Search code examples
c++algorithmdivision

Fast Division C++


I'm working on a scientific computing project that requires arbitrary precision for any real number. The way I am representing the real number approximations as two dynamic arrays of uint64_t. Each uint64_t is a chunk of 64 digits, and the two arrays are the digits in the integer part and fractional part. When more digits in the fractional part are calculated, the chunk is pushed to the end of the dynamic array.

I have been trying to find a fast algorithm for long division. Obviously I can use the simple Euclidean division algorithm with the C++ functions / and % which utilize hardware.

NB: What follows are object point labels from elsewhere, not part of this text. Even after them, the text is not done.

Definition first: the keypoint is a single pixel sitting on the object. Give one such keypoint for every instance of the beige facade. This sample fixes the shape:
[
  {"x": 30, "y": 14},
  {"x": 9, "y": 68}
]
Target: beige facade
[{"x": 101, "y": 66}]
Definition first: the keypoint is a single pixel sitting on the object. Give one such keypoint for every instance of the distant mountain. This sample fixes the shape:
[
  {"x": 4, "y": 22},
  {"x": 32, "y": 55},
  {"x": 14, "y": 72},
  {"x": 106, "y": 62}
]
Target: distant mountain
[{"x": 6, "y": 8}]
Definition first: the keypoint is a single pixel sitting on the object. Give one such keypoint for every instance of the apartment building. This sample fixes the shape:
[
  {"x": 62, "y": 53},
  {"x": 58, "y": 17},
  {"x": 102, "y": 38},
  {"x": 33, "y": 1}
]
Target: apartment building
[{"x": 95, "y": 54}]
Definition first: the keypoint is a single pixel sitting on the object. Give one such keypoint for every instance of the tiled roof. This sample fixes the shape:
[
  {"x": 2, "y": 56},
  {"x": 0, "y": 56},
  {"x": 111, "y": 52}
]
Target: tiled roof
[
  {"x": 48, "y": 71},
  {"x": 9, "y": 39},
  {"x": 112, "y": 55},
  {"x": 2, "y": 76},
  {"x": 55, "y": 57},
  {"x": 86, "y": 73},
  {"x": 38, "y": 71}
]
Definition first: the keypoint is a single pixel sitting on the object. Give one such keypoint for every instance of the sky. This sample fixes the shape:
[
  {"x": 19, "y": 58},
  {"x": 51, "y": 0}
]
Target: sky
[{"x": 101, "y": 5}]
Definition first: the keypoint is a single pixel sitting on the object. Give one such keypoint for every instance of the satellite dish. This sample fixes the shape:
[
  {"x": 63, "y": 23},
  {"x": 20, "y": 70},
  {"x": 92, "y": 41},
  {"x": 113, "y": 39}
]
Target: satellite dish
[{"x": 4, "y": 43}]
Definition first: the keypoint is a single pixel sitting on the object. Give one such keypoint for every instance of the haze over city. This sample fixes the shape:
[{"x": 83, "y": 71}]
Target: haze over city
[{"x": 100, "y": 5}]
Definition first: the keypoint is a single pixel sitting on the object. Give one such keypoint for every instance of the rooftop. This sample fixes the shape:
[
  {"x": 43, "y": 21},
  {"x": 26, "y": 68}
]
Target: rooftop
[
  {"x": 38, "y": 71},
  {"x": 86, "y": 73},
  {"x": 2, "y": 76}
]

My first attempt was tackling the problem p/q when p,q are uint64_t and where p<q; so this rational number is less than 1 and p,q < 2^64. My intuition was to use a base 2^64 "number system" where each digit is a uint64_t and treat each step in the Euclidean algorithm using /, % as atomic steps. The algorithm will return the digits of the first 64 decimal values (there are no significant digits on the left of the decimal point in this case) and the remainder value (which will also be a uint64_t) because the reminder is less than the denominator which is < 2^64.

However, after hours of algebra, I learned the hard way that if you are doing long division in a base b number system, you have to be able to divide a number < b^2. For example 13/5. (This is not a p<q example, but this is a base 10 number system, so we must be able to divide numbers <= 99; more specifically we only need to be able to divide numbers <= 89)

      2
  _____    // 5 does not divide 1 or 3, so it must be able to atomically divide 13
5 | 1 3

I think that the best way to do this is brute long division. But that seems like it will create too many branches in control flow. I know there must be a smart way to implement this that minimizes a lot of branches.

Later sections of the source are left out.